The country’s authorities also carried out meticulous contact tracing of the worker’s contacts in the days prior to the identification of the virus. 16 co-workers and 11 private contacts were identified, who were analyzed with a total of 54 samples studied (two per person). They all tested negative.
security breach
The researchers have concluded that the vaccine factory facilities suffered a “failure” in security measures that required a rapid response from the authorities to prevent the spread of the virus among the population. The findings published in Eurosurveillance highlight the importance of “environmental surveillance” measures through wastewater from facilities considered sensitive for working with active strains of the virus, since “incidents that lead to a leak and even an infection may go unnoticed”.
Polio viruses are extremely contagious and are spread by contact with an infected person. Most infections are asymptomatic, but about a quarter will develop flu-like symptoms (fever, tiredness, aches…). In the most serious cases, up to 5% of those infected can develop meningitis and paralysis. In these cases, the patient loses muscle strength in the arms or legs until they lose the ability to move them. According to various studies, between 2% and 10% of those who suffer from these more severe forms die because the virus affects the muscles involved in breathing.
The vaccines used in countries that have already managed to eradicate polio are the so-called Salk, which use killed or inactivated viruses. They are injectable and protect against all severe forms of polio because they prevent the infection from reaching the blood and neurons, but they do not confer immunity in the mucous membranes of the digestive system, where the virus can replicate and is excreted in the feces. This means, as in this case, that people vaccinated with these sera can be carriers of the virus and spread the disease to others. Their use is justified in countries where the risk of pathogen circulation is considered low because they have fewer side effects than the other available vaccine, which is administered orally.

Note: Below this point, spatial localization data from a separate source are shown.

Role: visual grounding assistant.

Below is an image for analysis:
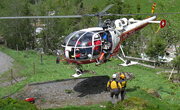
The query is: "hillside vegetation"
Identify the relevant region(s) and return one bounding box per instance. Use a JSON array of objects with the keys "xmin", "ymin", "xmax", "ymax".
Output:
[
  {"xmin": 0, "ymin": 0, "xmax": 179, "ymax": 57},
  {"xmin": 0, "ymin": 47, "xmax": 180, "ymax": 109}
]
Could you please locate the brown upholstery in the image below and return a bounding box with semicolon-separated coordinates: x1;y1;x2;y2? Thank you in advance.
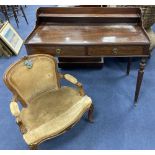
20;86;89;131
23;94;91;145
4;55;60;106
3;54;93;149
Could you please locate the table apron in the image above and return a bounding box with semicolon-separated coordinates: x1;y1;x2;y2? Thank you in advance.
25;45;150;57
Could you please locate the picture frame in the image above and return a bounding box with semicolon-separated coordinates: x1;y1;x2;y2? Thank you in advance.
0;21;23;55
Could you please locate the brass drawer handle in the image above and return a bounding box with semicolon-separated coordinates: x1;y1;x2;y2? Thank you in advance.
56;48;61;55
112;48;118;55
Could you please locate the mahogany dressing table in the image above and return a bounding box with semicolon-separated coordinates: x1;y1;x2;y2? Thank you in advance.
25;7;150;104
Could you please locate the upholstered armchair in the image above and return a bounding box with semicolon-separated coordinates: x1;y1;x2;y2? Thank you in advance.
3;54;93;150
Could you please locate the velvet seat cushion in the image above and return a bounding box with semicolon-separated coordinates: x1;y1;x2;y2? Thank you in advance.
19;86;92;145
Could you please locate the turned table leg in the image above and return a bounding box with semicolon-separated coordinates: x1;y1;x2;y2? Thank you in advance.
127;57;131;75
134;58;146;103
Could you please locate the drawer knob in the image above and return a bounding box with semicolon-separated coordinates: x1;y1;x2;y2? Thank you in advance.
56;48;61;55
112;48;118;55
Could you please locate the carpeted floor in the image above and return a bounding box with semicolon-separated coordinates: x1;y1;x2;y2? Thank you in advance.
0;5;155;150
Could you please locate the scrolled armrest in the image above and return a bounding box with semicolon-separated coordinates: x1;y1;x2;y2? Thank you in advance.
61;73;85;96
64;74;78;84
10;97;27;134
10;101;20;117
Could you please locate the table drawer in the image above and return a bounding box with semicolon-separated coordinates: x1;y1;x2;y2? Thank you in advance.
26;46;85;56
88;46;146;56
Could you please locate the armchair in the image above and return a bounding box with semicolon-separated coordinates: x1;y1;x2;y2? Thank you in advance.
4;54;93;149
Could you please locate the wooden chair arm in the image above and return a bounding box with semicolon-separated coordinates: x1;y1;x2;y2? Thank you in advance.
60;73;85;96
64;74;78;84
10;101;20;117
10;97;27;134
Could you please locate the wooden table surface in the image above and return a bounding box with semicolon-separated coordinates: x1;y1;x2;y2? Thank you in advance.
27;24;149;45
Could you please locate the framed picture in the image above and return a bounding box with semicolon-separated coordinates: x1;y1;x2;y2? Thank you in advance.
0;21;23;55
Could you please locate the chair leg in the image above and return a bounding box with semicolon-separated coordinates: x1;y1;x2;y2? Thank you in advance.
148;53;151;59
88;104;94;123
29;144;38;150
2;6;10;22
20;6;28;24
11;6;19;28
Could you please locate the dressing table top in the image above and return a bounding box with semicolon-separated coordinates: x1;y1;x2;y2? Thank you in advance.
27;23;149;45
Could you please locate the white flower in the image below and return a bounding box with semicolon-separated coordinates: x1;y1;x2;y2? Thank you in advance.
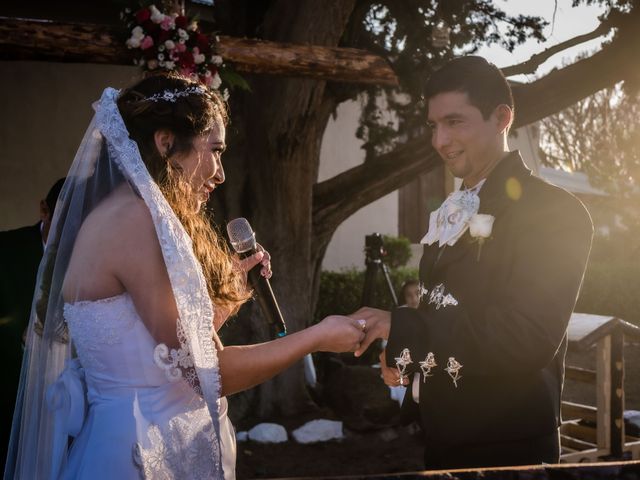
131;26;145;38
164;61;175;69
194;53;206;64
158;45;165;52
126;36;141;49
211;72;222;89
178;28;189;40
469;213;494;261
179;38;186;44
165;40;176;50
157;53;165;61
211;55;223;66
468;214;495;240
150;5;165;23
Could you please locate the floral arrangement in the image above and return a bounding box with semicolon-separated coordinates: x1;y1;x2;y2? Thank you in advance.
122;4;224;91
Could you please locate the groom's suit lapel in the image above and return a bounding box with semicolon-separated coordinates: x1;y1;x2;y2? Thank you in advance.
430;151;531;275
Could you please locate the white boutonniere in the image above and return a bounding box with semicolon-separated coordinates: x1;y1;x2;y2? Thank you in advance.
468;214;495;261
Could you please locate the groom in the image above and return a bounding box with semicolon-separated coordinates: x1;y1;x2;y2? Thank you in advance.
352;56;593;469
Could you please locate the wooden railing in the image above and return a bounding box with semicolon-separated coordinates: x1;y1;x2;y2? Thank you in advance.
560;314;640;462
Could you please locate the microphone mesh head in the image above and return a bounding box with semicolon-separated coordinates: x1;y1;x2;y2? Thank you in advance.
227;217;256;253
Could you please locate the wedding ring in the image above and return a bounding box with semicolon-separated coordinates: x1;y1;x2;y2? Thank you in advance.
357;319;367;331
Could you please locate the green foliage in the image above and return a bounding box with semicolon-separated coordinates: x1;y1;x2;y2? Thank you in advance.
381;235;412;269
577;259;640;327
575;228;640;326
315;266;418;323
219;68;252;92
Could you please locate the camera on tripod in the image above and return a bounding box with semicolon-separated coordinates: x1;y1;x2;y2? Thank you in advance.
364;233;387;263
361;233;398;308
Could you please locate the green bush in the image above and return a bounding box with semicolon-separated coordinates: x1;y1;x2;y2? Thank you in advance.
315;266;418;322
381;235;412;269
576;259;640;326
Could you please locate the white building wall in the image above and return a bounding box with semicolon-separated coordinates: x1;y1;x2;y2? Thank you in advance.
318;99;398;271
0;61;140;230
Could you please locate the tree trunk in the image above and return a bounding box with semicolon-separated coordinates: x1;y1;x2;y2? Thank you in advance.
220;0;357;417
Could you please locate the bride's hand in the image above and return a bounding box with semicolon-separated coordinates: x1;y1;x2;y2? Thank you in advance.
312;315;366;353
236;244;272;282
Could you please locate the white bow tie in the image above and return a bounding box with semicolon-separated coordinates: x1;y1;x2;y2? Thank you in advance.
421;180;486;247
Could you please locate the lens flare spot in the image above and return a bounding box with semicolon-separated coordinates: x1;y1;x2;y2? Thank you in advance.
506;177;522;201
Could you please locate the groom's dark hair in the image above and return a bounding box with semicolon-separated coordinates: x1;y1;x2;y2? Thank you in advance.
424;56;514;121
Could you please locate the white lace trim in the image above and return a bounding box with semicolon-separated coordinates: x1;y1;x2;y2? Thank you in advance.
133;406;220;479
97;88;223;475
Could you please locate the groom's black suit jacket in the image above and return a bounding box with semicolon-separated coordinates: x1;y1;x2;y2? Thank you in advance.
386;151;593;469
0;222;43;465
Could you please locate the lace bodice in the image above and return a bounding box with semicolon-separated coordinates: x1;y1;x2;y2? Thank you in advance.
65;293;167;388
62;293;231;479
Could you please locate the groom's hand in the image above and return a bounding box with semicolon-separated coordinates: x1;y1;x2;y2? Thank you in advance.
379;350;409;386
348;307;391;357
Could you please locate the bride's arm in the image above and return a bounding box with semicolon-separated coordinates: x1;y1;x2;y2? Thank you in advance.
216;316;364;397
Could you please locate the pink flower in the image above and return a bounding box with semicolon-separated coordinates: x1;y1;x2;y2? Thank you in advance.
180;67;194;77
140;36;154;50
175;42;187;53
160;16;175;31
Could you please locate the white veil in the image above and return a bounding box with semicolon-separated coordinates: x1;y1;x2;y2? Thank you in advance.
4;88;224;479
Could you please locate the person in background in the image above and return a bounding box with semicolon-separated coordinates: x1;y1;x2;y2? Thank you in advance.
0;177;65;467
400;279;420;309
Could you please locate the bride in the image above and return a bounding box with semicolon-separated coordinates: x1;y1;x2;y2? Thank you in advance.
4;74;365;479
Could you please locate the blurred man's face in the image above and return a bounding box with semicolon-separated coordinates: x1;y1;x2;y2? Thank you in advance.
404;284;420;309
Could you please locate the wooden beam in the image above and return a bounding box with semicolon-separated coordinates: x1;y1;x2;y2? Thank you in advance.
562;401;597;424
561;434;597;451
566;365;597;384
561;422;598;445
0;16;398;86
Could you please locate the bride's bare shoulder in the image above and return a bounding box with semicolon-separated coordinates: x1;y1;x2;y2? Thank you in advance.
64;185;159;300
84;185;154;239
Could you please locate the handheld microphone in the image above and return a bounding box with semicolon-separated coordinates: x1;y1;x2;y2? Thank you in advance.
226;218;287;337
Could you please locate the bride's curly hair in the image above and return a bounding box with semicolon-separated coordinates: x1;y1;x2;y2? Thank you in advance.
117;73;250;315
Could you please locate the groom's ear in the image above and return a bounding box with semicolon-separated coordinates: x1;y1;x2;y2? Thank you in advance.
153;129;176;159
493;104;513;134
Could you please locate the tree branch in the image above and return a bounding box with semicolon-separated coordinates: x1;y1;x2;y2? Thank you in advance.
312;137;441;241
0;16;398;86
501;20;612;77
511;32;639;128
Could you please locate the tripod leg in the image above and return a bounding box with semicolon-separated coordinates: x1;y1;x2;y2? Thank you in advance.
361;261;377;307
381;263;399;307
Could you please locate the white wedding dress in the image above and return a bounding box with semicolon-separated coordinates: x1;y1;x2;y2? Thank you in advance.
6;88;234;480
58;292;236;479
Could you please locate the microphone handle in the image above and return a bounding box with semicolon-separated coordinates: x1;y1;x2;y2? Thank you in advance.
246;264;287;337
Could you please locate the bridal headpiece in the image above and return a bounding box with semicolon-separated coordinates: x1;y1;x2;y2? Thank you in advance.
144;85;208;102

This type of immunization, called Sabin, is used in countries still affected by polio or where the risk of circulation is considered high. This vaccine, which uses attenuated viruses, also immunizes at the intestinal level and is the one that has made it possible to eradicate the disease in a large part of the world, since if it is administered universally it ends up cutting off the circulation of the virus among the population. But it also has drawbacks. In some cases, attenuated viruses cause significant adverse effects in the patient, and viruses excreted in feces after vaccination may continue to circulate if unvaccinated population groups remain. In these situations, the pathogen may regain the ability to produce severe cases of the disease, leading to outbreaks of vaccine-derived forms of the virus.
The change in a country from the initial use of the Sabin to the Salk vaccine when the circulation of the virus has been eliminated is a key moment in vaccination strategies against polio throughout the world. Spain took this step in 2004.